The fine, a record for false advertising in the Asian country, indicates South Korean authorities are in no mood to soften their tough line on the automaker's emissions-test cheating, having already suspended most of its sales in the country since August.
The Fair Trade Commission (FTC) said on Wednesday it would ask prosecutors to investigate VW's headquarters, its South Korean unit and five former and current executives including Andre Konsbruck, currently vice president of sales for the Americas at Volkswagen unit Audi, and Audi's head of sales overseas Terence Bryce Johnsson.
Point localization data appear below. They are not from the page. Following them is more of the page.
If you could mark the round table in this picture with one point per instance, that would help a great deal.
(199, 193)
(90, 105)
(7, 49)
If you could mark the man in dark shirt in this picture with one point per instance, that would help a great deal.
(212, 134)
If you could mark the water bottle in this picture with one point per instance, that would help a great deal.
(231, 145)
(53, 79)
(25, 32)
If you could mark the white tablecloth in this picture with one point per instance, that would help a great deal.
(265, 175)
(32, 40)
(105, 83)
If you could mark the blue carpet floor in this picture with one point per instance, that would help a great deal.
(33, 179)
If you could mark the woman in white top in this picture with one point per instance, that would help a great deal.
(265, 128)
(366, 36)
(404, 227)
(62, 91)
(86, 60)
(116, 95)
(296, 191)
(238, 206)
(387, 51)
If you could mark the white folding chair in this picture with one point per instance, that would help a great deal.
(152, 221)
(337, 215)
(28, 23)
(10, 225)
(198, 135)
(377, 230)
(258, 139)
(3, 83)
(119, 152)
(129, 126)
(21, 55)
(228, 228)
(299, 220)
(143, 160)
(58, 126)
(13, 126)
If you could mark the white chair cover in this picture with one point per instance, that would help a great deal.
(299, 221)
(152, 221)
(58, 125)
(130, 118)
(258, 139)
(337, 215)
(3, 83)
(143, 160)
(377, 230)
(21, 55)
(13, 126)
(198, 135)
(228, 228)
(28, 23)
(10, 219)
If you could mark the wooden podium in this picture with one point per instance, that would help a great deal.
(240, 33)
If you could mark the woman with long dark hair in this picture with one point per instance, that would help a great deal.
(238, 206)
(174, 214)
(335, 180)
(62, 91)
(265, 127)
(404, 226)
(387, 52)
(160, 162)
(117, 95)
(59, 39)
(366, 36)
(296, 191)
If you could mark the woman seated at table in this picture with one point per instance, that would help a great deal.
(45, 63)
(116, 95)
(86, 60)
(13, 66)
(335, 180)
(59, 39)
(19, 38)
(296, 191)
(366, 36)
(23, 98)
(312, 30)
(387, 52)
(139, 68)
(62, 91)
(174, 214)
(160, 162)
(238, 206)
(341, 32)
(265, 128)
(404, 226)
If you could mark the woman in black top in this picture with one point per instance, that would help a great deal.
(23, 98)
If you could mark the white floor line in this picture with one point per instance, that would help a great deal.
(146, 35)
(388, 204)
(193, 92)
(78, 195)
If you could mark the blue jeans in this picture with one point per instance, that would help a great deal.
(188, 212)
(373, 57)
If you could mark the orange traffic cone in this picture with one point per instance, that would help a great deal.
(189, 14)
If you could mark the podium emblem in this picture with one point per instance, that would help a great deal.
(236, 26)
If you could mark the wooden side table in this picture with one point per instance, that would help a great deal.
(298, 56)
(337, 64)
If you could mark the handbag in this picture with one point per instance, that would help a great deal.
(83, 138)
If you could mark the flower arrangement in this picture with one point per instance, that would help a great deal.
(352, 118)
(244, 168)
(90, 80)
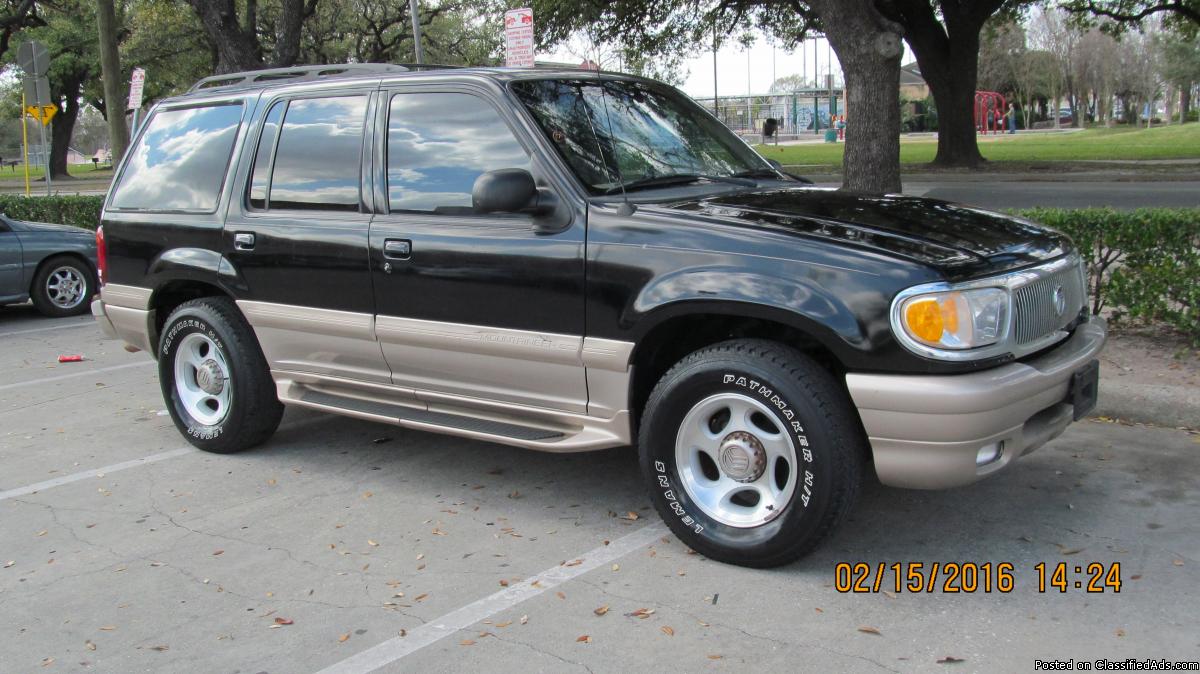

The committee alleges Volkswagen made "false, exaggerated or deceptive" claims in the advertisements, that could attract punishments ranging from jail terms of up to two years or fines of up to 150 million won, an FTC official told reporters.
Volkswagen advertised its cars as environmentally friendly vehicles that met pollution standards although they were equipped with devices designed to deceive government tests, the regulator said.
Audi Volkswagen Korea (AVK) said it had not been formally notified of the regulator's decision. "AVK is committed to rebuilding trust with the authorities and with customers and other stakeholders in Korea," it said in a statement.
South Korea has already fined Volkswagen 17.8 billion won for emissions-cheating, and arrested one local Volkswagen executive on accusations including fabrication of documents and violation air quality laws. The sales suspension imposed in August slammed the brakes on the German automaker's breakneck growth in South Korea, a market dominated by homegrown rivals like Hyundai Motor and Kia Motors.
While South Korea is a relatively small market for Volkswagen, it is significant for its luxury marques Audi and Bentley and one of the fastest-growing markets for all brands.
VW Group admitted in September 2015 to using software to falsify pollution tests on some diesel cars, spurring legal action in the U.S., Germany, South Korea and elsewhere.
In the U.S., Volkswagen has already agreed to spend up to $16.5 billion to date to resolve diesel-emissions cheating allegations, and still may face billions more in fines.